Academic researchers have discovered serious vulnerabilities at the core of Threema, an instant messenger that the Switzerland-based developer says offers a level of security and privacy “no other chat service” can offer. Despite the unusually strong claims and two independent security audits Threema has received, the researchers said the flaws completely undermine the assurances of confidentiality and authentication that are the cornerstone of any program sold as providing end-to-end encryption, commonly abbreviated to E2EE.
Threema has more than 10 million users, which include the Swiss government, the Swiss army, German Chancellor Olaf Scholz and other politicians in that country. Threema developers advertise it as a more secure alternative to Meta’s WhatsApp messenger. It is among the best Android apps for a fee-based category in Switzerland, Germany, Austria, Canada and Australia. The app uses a specially designed encryption protocol contrary to established cryptographic norms.
The Seven Deadly Flaws
Researchers from the Zurich-based ETH research university reported on Monday that they found seven vulnerabilities in Threema that seriously call into question the true level of security the app has offered over the years. Two of the vulnerabilities do not require any special access to a Threema server or app to cryptographically impersonate a user. Three vulnerabilities require an attacker to gain access to a Threema server. The remaining two can be exploited when an attacker gains access to an unlocked phone, for example at a border crossing.
“Overall, our attacks seriously undermine Threema’s security requirements,” the researchers wrote. “All of the attacks can be mitigated, but in some cases a major redesign is required.”
The seven vulnerabilities the researchers uncovered include:
- External actor with no special access
- In case a volatile key is exposed even once, an attacker can permanently impersonate the client to the server and then obtain all metadata in all E2EE messages. This is a notable shortcoming because volatile keys should never be able to authenticate a user. With Threema, leaking a volatile key has the same effect as leaking a long-term key. Sloppy key management also causes Threema to reuse volatile keys in places they should never be reused.
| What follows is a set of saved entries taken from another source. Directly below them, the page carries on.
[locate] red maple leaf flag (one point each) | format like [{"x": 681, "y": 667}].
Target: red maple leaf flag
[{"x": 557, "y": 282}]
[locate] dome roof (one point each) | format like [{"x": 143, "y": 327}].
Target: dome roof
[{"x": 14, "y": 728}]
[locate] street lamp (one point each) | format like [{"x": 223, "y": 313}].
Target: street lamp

- A flaw in the way Threema’s client-to-server (C2S) protocol interacts with its end-to-end (E2E) protocol that causes a user to create a special Threema value known as a voucher box and send it to the attacker . The attacker can exploit it by tricking a user into sending a set of characters (u9j6’jjخЙ^ 1hW:-́;ܡRA) to a special but harmless account. One possible way for an attacker to do this is to spam a large number of users asking them to send the string of characters to a specific account to be eligible for a prize. From that point, the attacker can impersonate the hacked client to the server.
- When an attacker has compromised a Threema server:
- Lack of integrity protection on the message’s metadata. As a result, an attacker can covertly rearrange and/or delete messages sent from one client to another.
- Unhandled misuse allows “replay and reflection” attacks, where the threat actor resends old messages and sends a user a message that the user previously sent to someone else.
- A flaw in the challenge-and-response protocol used for a client to authenticate to the server during registration. During the process, the client proves possession of its private key by encrypting a server-selected message that is encrypted with a server-selected public key. A compromised server can exploit this design to create “kompromat” or potentially incriminating messages that can be delivered to a targeted user at any later time. Threema patched this vulnerability in December 2021, when its own researcher discovered it.
- When an attacker gains access to an unlocked phone running Threema:
- A feature that allows users to export their private key from one device to another. Poor design decisions make it trivial for an attacker to use the key to clone a Threema account and continue to access all future messages. Combined with a compromised Threema server, the adversary can also obtain all previously sent messages.
- Message compression that occurs before encryption when Threema creates a backup, combined with the ability for an attacker to use a nickname function to inject selected strings into the backup. This allows a more sophisticated attacker to observe the size of the backup file over multiple iterations and eventually recover the user’s private key.